We did not account for days supply of prescriptions filled when calculating our outcome variable. We did not have access to this variable in our analytic dataset. Although we do not expect this to have introduced significant bias into our analysis, we may have missed an opportunity to explore whether use of mail-order pharmacies, which generally provide 3-month supplies, mediate some of the differences seen in generic fill rates in patients with varying beliefs and communication about generic drugs.
In addition, the strength of the relationship between general preferences for generics may have been moderated in our fully adjusted model by collinearity of predictor variables. However, unidimensional scales were identified using exploratory factor analysis, limiting the extent of collinearity between the factors. Additionally, we found stronger relationships between the 2 factors found to remain significant in the fully adjusted model than the other factors when factors were evaluated individually.
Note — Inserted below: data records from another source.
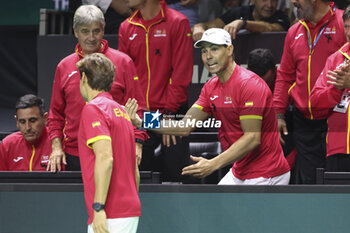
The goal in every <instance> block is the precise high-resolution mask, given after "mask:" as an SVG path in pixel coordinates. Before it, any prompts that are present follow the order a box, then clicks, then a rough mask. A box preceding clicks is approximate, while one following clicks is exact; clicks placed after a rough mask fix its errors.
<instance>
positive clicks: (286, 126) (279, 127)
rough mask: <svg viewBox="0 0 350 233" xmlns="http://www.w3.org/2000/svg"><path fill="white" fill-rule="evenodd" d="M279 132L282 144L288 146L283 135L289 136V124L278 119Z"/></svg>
mask: <svg viewBox="0 0 350 233" xmlns="http://www.w3.org/2000/svg"><path fill="white" fill-rule="evenodd" d="M278 132H279V135H280V143H281V144H282V145H286V142H285V141H284V140H283V138H282V133H283V135H288V129H287V123H286V121H285V120H284V119H278Z"/></svg>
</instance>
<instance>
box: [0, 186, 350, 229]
mask: <svg viewBox="0 0 350 233" xmlns="http://www.w3.org/2000/svg"><path fill="white" fill-rule="evenodd" d="M82 190H83V188H82V184H75V185H73V184H71V185H68V184H66V185H64V184H56V185H54V184H46V185H39V184H36V185H35V184H32V185H9V184H7V185H4V184H1V185H0V206H1V208H0V232H1V233H5V232H6V233H7V232H11V233H48V232H49V233H85V232H86V221H87V214H86V208H85V202H84V196H83V192H82ZM349 193H350V186H327V185H325V186H315V185H314V186H251V187H249V186H217V185H213V186H208V185H200V186H189V185H141V187H140V199H141V203H142V217H141V218H140V222H139V228H138V233H232V232H239V233H344V232H348V231H349V229H350V221H348V216H349V214H348V213H349V206H350V194H349Z"/></svg>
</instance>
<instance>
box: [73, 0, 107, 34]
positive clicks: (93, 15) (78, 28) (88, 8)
mask: <svg viewBox="0 0 350 233" xmlns="http://www.w3.org/2000/svg"><path fill="white" fill-rule="evenodd" d="M93 23H99V24H100V25H101V26H102V28H104V27H105V25H106V21H105V17H104V15H103V12H102V11H101V10H100V8H98V7H97V6H94V5H82V6H80V7H79V8H78V9H77V10H76V11H75V14H74V18H73V28H74V29H79V27H80V26H86V25H90V24H93Z"/></svg>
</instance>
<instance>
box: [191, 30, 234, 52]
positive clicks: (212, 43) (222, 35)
mask: <svg viewBox="0 0 350 233" xmlns="http://www.w3.org/2000/svg"><path fill="white" fill-rule="evenodd" d="M202 42H209V43H211V44H217V45H231V44H232V40H231V36H230V34H229V33H228V32H227V31H226V30H224V29H222V28H210V29H208V30H206V31H205V32H204V33H203V35H202V38H201V39H200V40H199V41H197V42H196V43H195V44H194V47H195V48H201V47H202V46H201V43H202Z"/></svg>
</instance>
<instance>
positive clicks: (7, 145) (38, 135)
mask: <svg viewBox="0 0 350 233" xmlns="http://www.w3.org/2000/svg"><path fill="white" fill-rule="evenodd" d="M47 116H48V114H47V112H45V110H44V101H43V99H41V98H39V97H37V96H35V95H31V94H29V95H24V96H22V97H21V98H19V100H18V101H17V103H16V115H15V119H16V122H17V127H18V129H19V132H15V133H12V134H10V135H9V136H7V137H5V138H4V139H3V140H2V142H1V144H0V171H46V167H47V163H48V162H49V158H50V154H51V143H50V139H49V135H48V133H47V129H46V121H47Z"/></svg>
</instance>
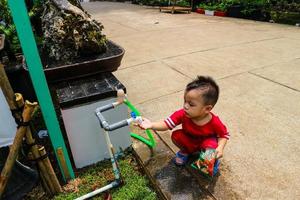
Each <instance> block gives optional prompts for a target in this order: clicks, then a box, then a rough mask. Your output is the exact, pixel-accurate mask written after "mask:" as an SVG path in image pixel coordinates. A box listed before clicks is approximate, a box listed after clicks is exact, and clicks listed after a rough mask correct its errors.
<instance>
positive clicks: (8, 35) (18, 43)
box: [0, 0, 42, 54]
mask: <svg viewBox="0 0 300 200" xmlns="http://www.w3.org/2000/svg"><path fill="white" fill-rule="evenodd" d="M33 2H34V3H33V4H32V5H27V9H28V10H29V12H28V14H29V17H30V19H31V20H32V21H33V19H36V18H39V15H40V14H41V11H42V10H41V9H42V6H41V5H42V0H41V1H33ZM35 24H36V23H35ZM33 29H34V30H35V29H38V28H37V27H33ZM0 34H4V35H5V40H6V43H5V47H4V49H5V51H9V52H8V54H17V53H21V45H20V42H19V39H18V36H17V30H16V26H15V25H14V23H13V20H12V17H11V13H10V10H9V8H8V4H7V0H0ZM36 37H37V41H41V36H39V35H37V36H36ZM7 46H8V47H7Z"/></svg>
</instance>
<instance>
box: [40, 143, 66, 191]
mask: <svg viewBox="0 0 300 200" xmlns="http://www.w3.org/2000/svg"><path fill="white" fill-rule="evenodd" d="M39 152H40V156H45V155H46V150H45V148H44V147H41V148H39ZM42 162H43V164H44V166H45V168H46V170H47V172H48V175H49V177H50V180H51V185H50V186H51V187H52V186H53V188H54V194H57V193H59V192H62V188H61V186H60V184H59V182H58V180H57V177H56V174H55V172H54V170H53V168H52V165H51V163H50V160H49V158H48V157H47V158H44V159H43V160H42Z"/></svg>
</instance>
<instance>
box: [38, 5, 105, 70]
mask: <svg viewBox="0 0 300 200" xmlns="http://www.w3.org/2000/svg"><path fill="white" fill-rule="evenodd" d="M72 3H74V4H76V5H78V6H80V4H79V3H78V2H77V0H72ZM44 5H45V8H44V12H43V14H42V29H43V33H44V42H43V48H42V49H43V57H44V58H48V59H49V60H47V61H46V63H47V64H50V65H51V64H56V63H59V64H71V63H72V62H73V61H74V60H76V59H78V58H82V57H84V56H89V55H97V54H101V53H104V52H105V51H106V41H107V40H106V37H105V36H104V35H103V34H102V33H101V31H102V29H103V26H102V24H101V23H99V22H97V21H95V20H93V19H91V17H90V15H89V14H87V13H86V12H85V11H83V9H82V8H81V6H80V7H77V6H75V5H73V4H71V3H70V2H69V1H67V0H48V1H47V2H46V3H45V4H44ZM44 64H45V63H44Z"/></svg>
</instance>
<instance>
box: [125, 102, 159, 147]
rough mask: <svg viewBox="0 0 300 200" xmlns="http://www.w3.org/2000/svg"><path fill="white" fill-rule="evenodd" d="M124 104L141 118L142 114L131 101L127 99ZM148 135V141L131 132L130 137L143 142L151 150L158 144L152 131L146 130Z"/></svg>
mask: <svg viewBox="0 0 300 200" xmlns="http://www.w3.org/2000/svg"><path fill="white" fill-rule="evenodd" d="M124 103H125V104H126V105H127V107H128V108H129V109H130V110H131V111H132V112H134V113H135V115H136V116H141V114H140V112H139V111H138V110H137V109H136V108H135V107H134V106H133V105H132V104H131V103H130V101H128V100H127V99H125V100H124ZM145 131H146V134H147V135H148V138H149V139H146V138H144V137H142V136H140V135H138V134H135V133H132V132H130V136H131V137H133V138H136V139H138V140H140V141H141V142H143V143H145V144H146V145H148V146H149V147H150V148H154V147H155V145H156V143H155V140H154V138H153V135H152V133H151V131H150V129H146V130H145Z"/></svg>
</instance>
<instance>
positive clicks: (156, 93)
mask: <svg viewBox="0 0 300 200" xmlns="http://www.w3.org/2000/svg"><path fill="white" fill-rule="evenodd" d="M114 74H115V75H116V76H117V77H118V79H119V80H120V81H121V82H122V83H123V84H124V85H126V87H128V88H130V92H129V93H128V97H129V99H130V100H131V101H132V102H133V103H134V104H138V103H142V102H144V101H148V100H150V99H155V98H157V97H160V96H164V95H167V94H170V93H174V92H176V91H178V90H182V88H184V87H185V85H186V82H188V81H190V79H189V78H187V77H186V76H184V75H182V74H180V73H178V72H176V71H174V70H172V69H171V68H169V67H168V66H167V65H165V64H163V63H161V62H151V63H147V64H143V65H139V66H136V67H130V68H126V69H123V70H118V71H116V72H115V73H114ZM133 88H134V89H133Z"/></svg>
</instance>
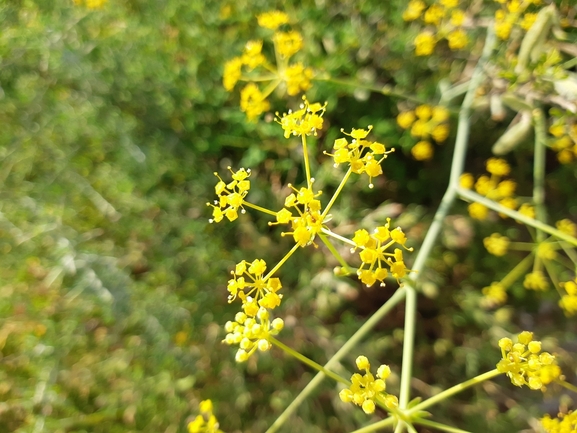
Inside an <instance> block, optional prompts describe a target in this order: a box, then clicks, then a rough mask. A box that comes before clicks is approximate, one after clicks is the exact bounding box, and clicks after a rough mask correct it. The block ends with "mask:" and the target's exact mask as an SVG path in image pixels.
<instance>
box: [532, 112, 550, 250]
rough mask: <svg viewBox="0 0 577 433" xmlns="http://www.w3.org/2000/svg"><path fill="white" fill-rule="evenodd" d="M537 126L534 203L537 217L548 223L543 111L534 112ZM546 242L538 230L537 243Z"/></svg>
mask: <svg viewBox="0 0 577 433" xmlns="http://www.w3.org/2000/svg"><path fill="white" fill-rule="evenodd" d="M533 123H534V126H535V151H534V153H535V156H534V159H533V202H534V203H535V217H536V219H537V220H538V221H541V222H543V223H546V222H547V212H546V210H545V144H546V133H545V115H544V114H543V110H542V109H539V108H536V109H534V110H533ZM544 240H545V233H544V232H542V231H541V230H539V229H537V242H543V241H544Z"/></svg>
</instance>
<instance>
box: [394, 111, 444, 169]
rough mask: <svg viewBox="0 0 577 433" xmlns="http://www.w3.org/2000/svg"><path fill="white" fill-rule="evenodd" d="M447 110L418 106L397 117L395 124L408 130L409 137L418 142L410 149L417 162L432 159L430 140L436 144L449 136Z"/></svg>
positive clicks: (400, 113) (413, 156) (424, 160)
mask: <svg viewBox="0 0 577 433" xmlns="http://www.w3.org/2000/svg"><path fill="white" fill-rule="evenodd" d="M448 121H449V110H447V109H446V108H445V107H440V106H439V107H431V106H430V105H419V106H418V107H417V108H415V110H409V111H403V112H401V113H400V114H399V115H398V116H397V124H398V125H399V126H400V127H401V128H403V129H407V130H408V129H409V128H410V132H411V135H412V136H413V137H415V138H416V139H418V140H419V141H418V142H417V143H416V144H415V145H414V146H413V148H412V149H411V154H412V155H413V158H415V159H416V160H417V161H425V160H429V159H431V158H432V157H433V153H434V148H433V145H432V144H431V139H433V140H435V142H436V143H442V142H444V141H445V140H446V139H447V137H448V136H449V123H448Z"/></svg>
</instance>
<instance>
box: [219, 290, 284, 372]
mask: <svg viewBox="0 0 577 433" xmlns="http://www.w3.org/2000/svg"><path fill="white" fill-rule="evenodd" d="M248 298H250V297H248ZM248 298H247V300H248V302H251V299H248ZM283 327H284V321H283V320H282V319H281V318H279V317H277V318H276V319H274V320H272V321H271V320H270V313H269V312H268V310H267V309H266V308H263V307H260V308H259V309H258V311H257V313H256V314H255V315H254V317H250V316H248V315H247V314H245V313H243V312H239V313H237V314H236V316H235V320H234V321H228V322H226V324H225V325H224V329H225V331H226V332H227V334H226V337H225V339H224V340H223V343H226V344H228V345H233V344H238V345H239V349H238V351H237V352H236V356H235V359H236V362H245V361H246V360H247V359H248V358H250V357H251V356H252V355H253V354H254V353H255V352H256V351H257V350H260V351H261V352H266V351H267V350H269V349H270V348H271V343H270V342H269V338H270V336H273V335H277V334H278V333H279V332H280V331H281V330H282V329H283Z"/></svg>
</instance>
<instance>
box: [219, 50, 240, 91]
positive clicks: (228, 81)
mask: <svg viewBox="0 0 577 433" xmlns="http://www.w3.org/2000/svg"><path fill="white" fill-rule="evenodd" d="M241 69H242V58H241V57H235V58H234V59H231V60H229V61H228V62H226V63H225V64H224V74H223V77H222V84H223V86H224V88H225V89H226V90H228V91H229V92H230V91H231V90H232V89H234V86H235V85H236V83H237V82H238V80H239V79H240V77H241V75H242V72H241Z"/></svg>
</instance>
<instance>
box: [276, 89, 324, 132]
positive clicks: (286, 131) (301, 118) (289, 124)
mask: <svg viewBox="0 0 577 433" xmlns="http://www.w3.org/2000/svg"><path fill="white" fill-rule="evenodd" d="M326 108H327V103H326V102H325V103H324V105H321V104H320V103H318V102H315V103H313V104H311V103H309V101H308V100H307V98H306V97H305V96H303V103H302V104H301V106H300V109H299V110H297V111H292V110H289V112H288V113H284V114H283V115H282V116H281V115H280V114H279V113H276V115H277V119H276V121H277V123H279V124H280V126H281V127H282V129H283V130H284V136H285V138H289V137H290V136H291V135H297V136H305V135H317V130H319V129H321V128H322V127H323V115H324V114H325V111H326Z"/></svg>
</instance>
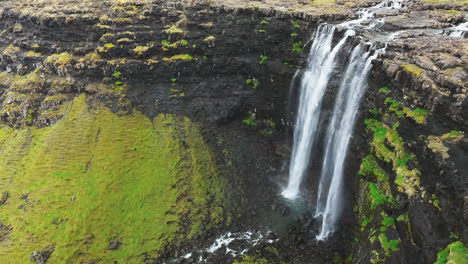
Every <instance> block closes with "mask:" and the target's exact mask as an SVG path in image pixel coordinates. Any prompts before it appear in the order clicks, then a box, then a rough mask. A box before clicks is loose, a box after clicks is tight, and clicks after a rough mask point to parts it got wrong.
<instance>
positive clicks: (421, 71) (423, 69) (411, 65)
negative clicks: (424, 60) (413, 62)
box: [401, 64, 424, 77]
mask: <svg viewBox="0 0 468 264" xmlns="http://www.w3.org/2000/svg"><path fill="white" fill-rule="evenodd" d="M401 67H402V68H403V70H404V71H406V72H409V73H411V74H412V75H414V76H416V77H419V76H421V74H423V72H424V69H422V68H420V67H419V66H418V65H416V64H404V65H401Z"/></svg>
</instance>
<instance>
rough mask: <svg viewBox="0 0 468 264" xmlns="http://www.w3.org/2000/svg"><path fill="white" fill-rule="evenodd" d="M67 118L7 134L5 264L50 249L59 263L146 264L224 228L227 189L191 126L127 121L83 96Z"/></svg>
mask: <svg viewBox="0 0 468 264" xmlns="http://www.w3.org/2000/svg"><path fill="white" fill-rule="evenodd" d="M64 113H65V116H64V118H63V119H62V120H60V121H58V122H57V123H56V124H54V125H53V126H51V127H46V128H35V127H30V128H28V127H26V128H22V129H19V130H14V129H11V128H1V129H0V142H1V143H0V154H1V155H2V157H3V158H2V159H1V160H0V190H2V191H5V192H8V194H9V199H8V200H7V201H6V203H5V204H3V205H1V206H0V211H1V214H0V221H1V223H2V224H3V225H4V226H7V227H8V228H9V230H10V231H9V232H8V233H7V234H3V235H2V236H3V237H2V239H0V244H1V246H0V259H1V260H2V261H1V262H2V263H4V264H10V263H11V264H16V263H27V262H28V261H29V260H28V258H29V255H30V254H31V253H32V252H34V251H40V250H43V249H45V248H53V253H52V255H51V258H50V259H49V262H50V263H91V262H93V263H94V262H102V263H114V262H117V261H118V262H119V263H120V262H123V263H143V262H144V260H145V259H150V258H152V257H158V256H159V254H160V253H161V252H162V251H164V250H165V249H166V248H168V247H169V246H171V245H174V244H176V243H177V241H180V240H183V239H187V238H190V237H192V236H193V235H195V234H198V233H199V232H201V231H200V230H201V226H202V225H204V226H205V228H207V229H209V228H212V227H217V226H220V225H223V223H224V222H225V219H226V212H225V211H224V209H223V207H224V201H223V196H222V195H223V189H224V187H223V186H224V183H223V181H222V179H221V178H219V177H218V173H217V170H216V167H215V165H214V161H213V160H214V158H213V154H212V153H211V151H210V150H209V148H208V146H207V145H206V143H205V142H204V140H203V138H202V136H201V134H200V131H199V128H198V126H197V125H196V124H194V123H193V122H191V121H190V120H189V119H187V118H183V117H177V116H173V115H159V116H157V117H156V118H155V119H154V120H151V119H149V118H147V117H146V116H144V115H143V114H141V113H139V112H133V113H131V114H129V115H125V116H118V115H116V114H113V113H112V112H111V110H110V109H108V108H106V107H104V106H101V105H94V106H93V108H90V107H89V106H88V104H87V103H86V97H85V96H84V95H83V96H80V97H78V98H76V99H75V100H74V101H73V102H72V103H68V104H66V107H65V110H64ZM111 241H118V242H119V244H120V246H119V247H118V248H117V249H115V248H114V250H109V244H110V242H111Z"/></svg>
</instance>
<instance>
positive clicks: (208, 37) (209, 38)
mask: <svg viewBox="0 0 468 264" xmlns="http://www.w3.org/2000/svg"><path fill="white" fill-rule="evenodd" d="M215 40H216V38H215V37H213V36H209V37H206V38H205V39H204V40H203V41H205V42H212V41H215Z"/></svg>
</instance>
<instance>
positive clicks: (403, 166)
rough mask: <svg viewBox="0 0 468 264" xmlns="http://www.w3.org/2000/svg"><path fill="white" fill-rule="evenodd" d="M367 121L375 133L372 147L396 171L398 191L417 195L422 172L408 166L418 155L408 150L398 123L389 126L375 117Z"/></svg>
mask: <svg viewBox="0 0 468 264" xmlns="http://www.w3.org/2000/svg"><path fill="white" fill-rule="evenodd" d="M365 122H366V125H367V127H368V128H369V129H370V130H371V131H373V134H374V135H373V139H372V142H371V147H372V151H373V152H374V153H375V156H376V157H377V158H379V159H380V160H382V161H385V162H389V163H391V164H392V167H393V171H394V172H395V173H396V178H395V183H396V184H397V189H398V191H400V192H404V193H406V194H407V195H408V196H410V197H411V196H414V195H416V193H417V191H418V190H419V188H420V174H421V173H420V171H419V170H418V169H417V168H415V169H409V168H408V162H409V161H414V162H416V157H415V156H413V155H411V154H410V153H408V152H406V150H405V143H404V142H403V139H402V138H401V137H400V136H399V135H398V132H397V131H396V128H397V127H398V123H396V124H395V125H394V126H393V127H389V126H387V125H385V124H384V123H382V122H380V121H377V120H375V119H367V120H366V121H365ZM386 144H388V145H390V146H392V147H393V150H390V149H389V148H387V145H386Z"/></svg>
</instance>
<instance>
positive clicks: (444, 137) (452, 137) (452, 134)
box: [442, 130, 464, 140]
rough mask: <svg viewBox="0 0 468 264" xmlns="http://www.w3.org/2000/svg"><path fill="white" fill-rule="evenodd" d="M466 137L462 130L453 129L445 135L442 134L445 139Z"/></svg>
mask: <svg viewBox="0 0 468 264" xmlns="http://www.w3.org/2000/svg"><path fill="white" fill-rule="evenodd" d="M460 137H461V138H463V137H464V133H463V132H462V131H456V130H452V131H450V132H448V133H446V134H444V135H442V139H443V140H454V139H459V138H460Z"/></svg>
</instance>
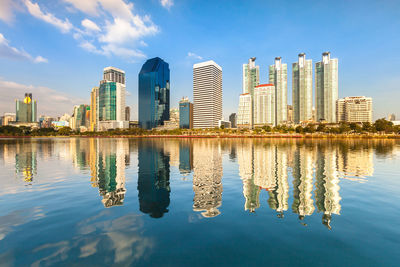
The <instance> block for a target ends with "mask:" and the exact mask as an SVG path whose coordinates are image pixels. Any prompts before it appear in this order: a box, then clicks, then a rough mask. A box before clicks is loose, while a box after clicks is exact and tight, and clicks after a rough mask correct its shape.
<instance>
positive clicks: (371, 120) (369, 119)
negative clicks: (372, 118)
mask: <svg viewBox="0 0 400 267" xmlns="http://www.w3.org/2000/svg"><path fill="white" fill-rule="evenodd" d="M336 109H337V114H336V116H337V121H338V122H369V123H372V98H371V97H365V96H351V97H345V98H341V99H338V100H337V105H336Z"/></svg>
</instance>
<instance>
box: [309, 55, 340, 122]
mask: <svg viewBox="0 0 400 267" xmlns="http://www.w3.org/2000/svg"><path fill="white" fill-rule="evenodd" d="M338 90H339V89H338V59H337V58H334V59H331V53H330V52H325V53H323V54H322V61H321V62H317V63H315V104H316V112H317V118H316V119H317V121H326V122H330V123H335V122H336V100H337V99H338Z"/></svg>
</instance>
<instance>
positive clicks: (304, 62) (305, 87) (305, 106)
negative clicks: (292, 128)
mask: <svg viewBox="0 0 400 267" xmlns="http://www.w3.org/2000/svg"><path fill="white" fill-rule="evenodd" d="M292 69H293V76H292V78H293V82H292V87H293V91H292V93H293V96H292V99H293V117H294V118H293V119H294V123H296V124H297V123H300V122H302V121H309V120H311V119H312V102H313V100H312V60H311V59H308V60H306V54H304V53H301V54H299V61H298V62H296V63H293V68H292Z"/></svg>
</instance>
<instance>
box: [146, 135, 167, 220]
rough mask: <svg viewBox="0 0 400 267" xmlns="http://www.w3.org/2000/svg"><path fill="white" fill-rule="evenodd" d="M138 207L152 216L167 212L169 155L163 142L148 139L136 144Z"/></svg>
mask: <svg viewBox="0 0 400 267" xmlns="http://www.w3.org/2000/svg"><path fill="white" fill-rule="evenodd" d="M138 149H139V152H138V167H139V170H138V191H139V206H140V207H139V209H140V211H141V212H143V213H146V214H149V215H150V216H151V217H153V218H161V217H162V216H163V215H164V213H166V212H168V206H169V203H170V191H171V190H170V186H169V175H170V156H169V154H167V153H165V151H164V150H165V149H164V142H161V141H158V140H154V139H150V140H140V141H139V144H138Z"/></svg>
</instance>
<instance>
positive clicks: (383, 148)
mask: <svg viewBox="0 0 400 267" xmlns="http://www.w3.org/2000/svg"><path fill="white" fill-rule="evenodd" d="M399 166H400V141H395V140H348V141H329V140H316V141H315V140H314V141H311V140H307V141H302V140H283V139H278V140H273V139H223V140H218V139H150V140H149V139H147V140H146V139H107V138H106V139H95V138H93V139H91V138H80V139H79V138H76V139H74V138H65V139H64V138H55V139H32V140H30V139H0V170H1V171H0V181H1V187H0V203H1V204H0V265H1V266H49V265H57V266H99V265H104V266H126V265H135V266H150V265H171V266H203V265H210V266H244V265H264V266H265V265H271V266H275V265H279V266H289V265H290V266H399V265H400V263H399V261H400V253H399V249H400V227H399V225H400V212H399V209H400V194H399V193H400V177H399V176H400V167H399Z"/></svg>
These findings point to strategies which health plans or policymakers may choose to educate patients about features of the process of choosing and filling prescriptions when trying to encourage rational medication use. In our consumer-driven healthcare system, patients and doctors frequently have difficulty navigating complex benefit designs and identifying the most cost-effective options.
31,39 Educational campaigns that focus on enhancing the frequency that patients talk to their physicians and pharmacists about generic medications, and improve comfort with those discussions, may meaningfully influence generic drug use. Similarly, interventions that provide accessible information about generic options for patients’ medical conditions, increase opportunities for generic substitution, and that demystify the generic substitution process may be influential. Although there is little existing evidence to guide the development of such interventions, efforts to empower patients to actively participate in the medication selection process may have the greatest effect on actual drug use.